David Sheppy, the 6th generation Master of Cider at Sheppy’s Cider, has overseen nearly 30 harvests since he took over the helm at Sheppy’s Cider. This week we’ve seen the effects of Storm Callum, who has shaken a few trees here at the Sheppy’s orchards...
After an early start on this year's harvest, things have taken a stormy turn! Visitors who come to Sheppy’s House of Cider this week can’t fail to notice a number of fallen apple trees in our standard orchards. Sadly the team have lost a good dozen or so to Storm Callum, who made his mark this weekend by flattening some of our most fruitful trees. Here is what David Sheppy has to say:
“It’s been a perfect storm of conditions... literally. A combination of wet ground, plenty of heavy apple trees, and lots of wind is a recipe for disaster. A lot of our trees are very top-heavy after the summer and some of our more fruitful cider trees are weighed down by nearly a quarter of a ton of fruit."
“In terms of our orchards it’s one of the worst storms we’ve had in a few years because it came so early and while there was still so much fruit on the trees. Some of the trees were only 10 to 15 years old and in their prime.
“But there’s nothing you can do, sadly. As a farmer, I have to work with what nature gives me... whether it’s sunshine or storms! It’s part of the Sheppy’s Cider ethos that we work with what nature gives us and part of the joys of being a farmer is that we take the rough with the smooth, and this storm was quite a rough one!

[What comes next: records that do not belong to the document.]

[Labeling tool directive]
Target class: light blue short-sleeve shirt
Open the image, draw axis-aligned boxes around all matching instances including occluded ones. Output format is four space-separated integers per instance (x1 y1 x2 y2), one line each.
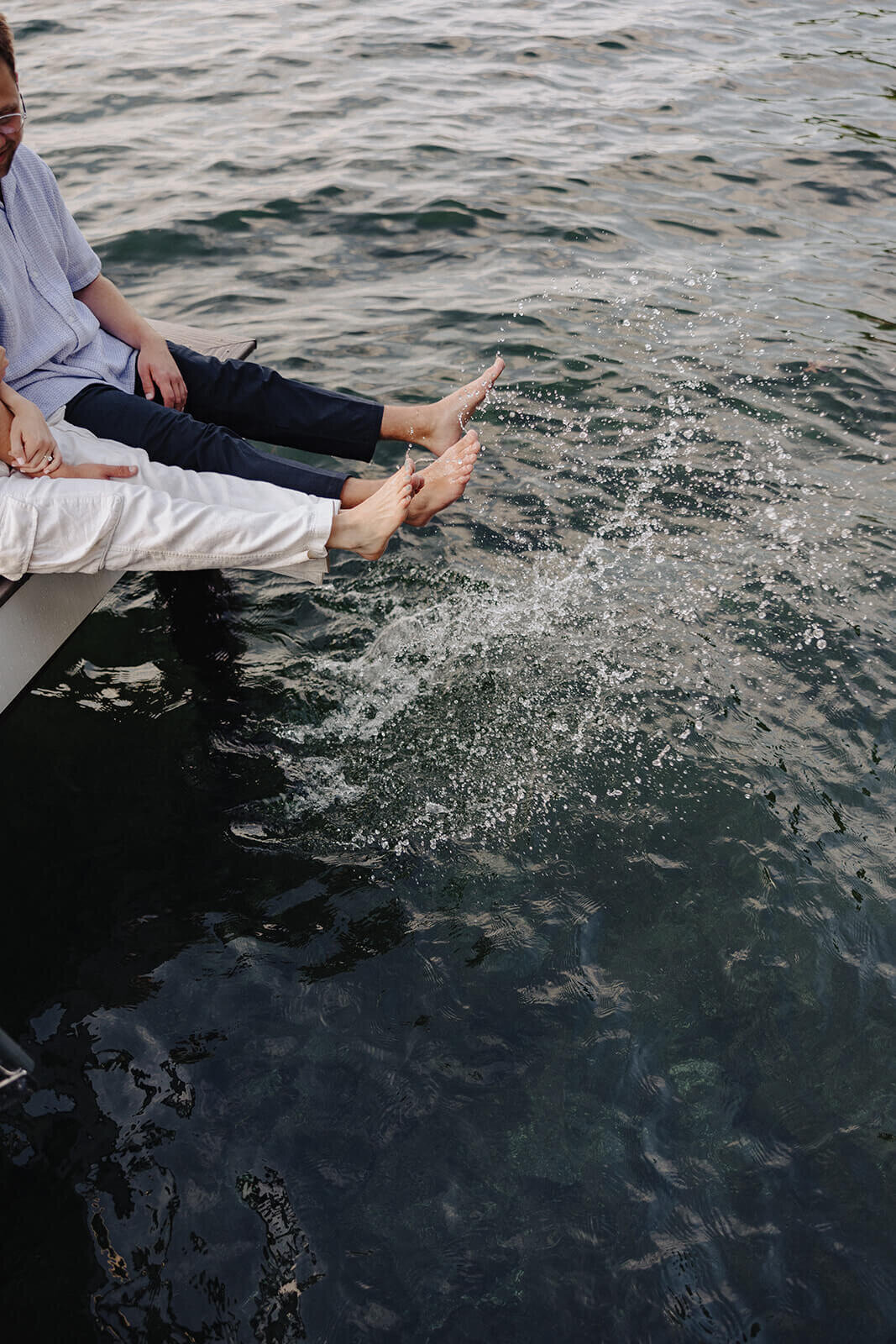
0 145 137 415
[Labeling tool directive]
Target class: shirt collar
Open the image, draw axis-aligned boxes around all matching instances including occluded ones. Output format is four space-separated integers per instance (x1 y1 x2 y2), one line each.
3 146 22 210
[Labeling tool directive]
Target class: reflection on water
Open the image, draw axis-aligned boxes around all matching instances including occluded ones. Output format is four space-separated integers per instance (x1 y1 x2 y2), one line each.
0 0 896 1344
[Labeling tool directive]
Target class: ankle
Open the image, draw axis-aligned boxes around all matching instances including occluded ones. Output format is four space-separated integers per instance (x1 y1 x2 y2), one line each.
380 406 432 448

“However, it’s by no means a disaster. We still have plenty of other trees within our 90 acres that have stood firm in the storm and we will continue to collect and carry on as normal. Nearly all of our Dabinett apples have fallen, despite the fact they’re a later falling fruit. We’ll just have to get out and plant a few replacements at some point... it’s definitely a busy harvest, that’s for sure!”